In view of the considerable success of the ADO 15 vehicles, which have been introduced in the last three years by the British Motor Corporation, it has been obvious that a range of larger cars of similar layout, designed by the same team, headed by Alec Issigonis, would follow. This now-familiar arrangement – a transversely installed, in-line engine built integrally with the transmission unit; front-wheel drive and a long wheelbase; independent suspension, with rubber springs and small-diameter wheels offers considerable benefits in terms of road-holding, performance, fuel economy and the ratio of the interior to overall volume of the car. A factor that has contributed to both the excellent road-holding and the high efficiency in terms of space utilisation has been the use of Moulton cone-type, rubber springs for the road wheels – they occupy a relatively small space by comparison with that required for orthodox steel springs, and their progressive-rate characteristics can be brought closer to the ideal than could those of the conventional springs.
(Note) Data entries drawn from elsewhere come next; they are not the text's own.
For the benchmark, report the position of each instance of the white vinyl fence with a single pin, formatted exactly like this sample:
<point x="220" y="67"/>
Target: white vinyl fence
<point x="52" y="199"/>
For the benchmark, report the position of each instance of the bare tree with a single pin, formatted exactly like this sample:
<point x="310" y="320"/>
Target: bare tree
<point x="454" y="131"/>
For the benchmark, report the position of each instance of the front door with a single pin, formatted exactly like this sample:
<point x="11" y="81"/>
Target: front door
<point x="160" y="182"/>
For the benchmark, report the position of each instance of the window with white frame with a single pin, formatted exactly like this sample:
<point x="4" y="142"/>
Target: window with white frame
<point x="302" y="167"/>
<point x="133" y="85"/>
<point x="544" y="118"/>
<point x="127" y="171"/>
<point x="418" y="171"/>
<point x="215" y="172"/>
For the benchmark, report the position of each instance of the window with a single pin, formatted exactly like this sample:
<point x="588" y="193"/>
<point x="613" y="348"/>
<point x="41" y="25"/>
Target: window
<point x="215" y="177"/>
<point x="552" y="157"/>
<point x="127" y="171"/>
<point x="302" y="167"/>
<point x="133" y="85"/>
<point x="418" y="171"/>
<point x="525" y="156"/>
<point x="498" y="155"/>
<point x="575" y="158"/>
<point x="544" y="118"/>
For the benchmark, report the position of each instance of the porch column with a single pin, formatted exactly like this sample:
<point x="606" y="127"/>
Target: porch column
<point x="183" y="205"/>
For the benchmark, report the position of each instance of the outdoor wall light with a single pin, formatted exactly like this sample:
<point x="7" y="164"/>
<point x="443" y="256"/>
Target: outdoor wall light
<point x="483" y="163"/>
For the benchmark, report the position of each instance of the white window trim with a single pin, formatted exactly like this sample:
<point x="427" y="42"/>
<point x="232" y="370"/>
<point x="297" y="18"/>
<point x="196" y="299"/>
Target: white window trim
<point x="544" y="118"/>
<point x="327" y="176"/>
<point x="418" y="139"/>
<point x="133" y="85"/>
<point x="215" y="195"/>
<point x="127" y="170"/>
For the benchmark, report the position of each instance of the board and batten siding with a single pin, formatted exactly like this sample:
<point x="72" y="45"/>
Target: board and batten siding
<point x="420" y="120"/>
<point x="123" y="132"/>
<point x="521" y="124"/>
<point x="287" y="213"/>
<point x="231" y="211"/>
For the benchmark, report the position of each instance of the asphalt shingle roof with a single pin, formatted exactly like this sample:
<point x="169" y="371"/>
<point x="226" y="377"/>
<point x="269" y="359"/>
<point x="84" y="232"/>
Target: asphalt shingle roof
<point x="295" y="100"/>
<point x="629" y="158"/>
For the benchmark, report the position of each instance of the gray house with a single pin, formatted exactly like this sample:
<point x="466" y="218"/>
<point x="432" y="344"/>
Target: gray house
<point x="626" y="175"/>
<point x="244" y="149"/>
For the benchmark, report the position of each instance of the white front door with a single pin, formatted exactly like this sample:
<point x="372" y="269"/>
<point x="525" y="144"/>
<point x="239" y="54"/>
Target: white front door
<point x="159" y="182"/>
The larger car now introduced, the ADO 16, is to be known to the general public as the Morris 1100, and it is described later in this issue. From the technical viewpoint, its most interesting feature is the ingenious system of hydraulically interconnected rubber springs — also of Moulton design – which are hardly less compact than those of the ADO 15. The standards of road-holding and ride afforded by this layout have already been the subject of wide acclaim. The layout, termed the Hydrolastic suspension system, was developed through the collaboration of three organisations – British Motor Corporation Ltd. Moulton Developments Ltd, and Dunlop Rubber Co. Ltd. In each car there are two separate, identical systems, one for the left- and one for the right-hand pair of wheels: there are no levelling mechanisms, pumps or accumulators, and no need for adjusting headlamp angle to compensate for vehicle loading; the two systems are pressurised by the weight of the car. The cost is said to be comparable to that of an orthodox springing and damping system on a car with all-independent suspension.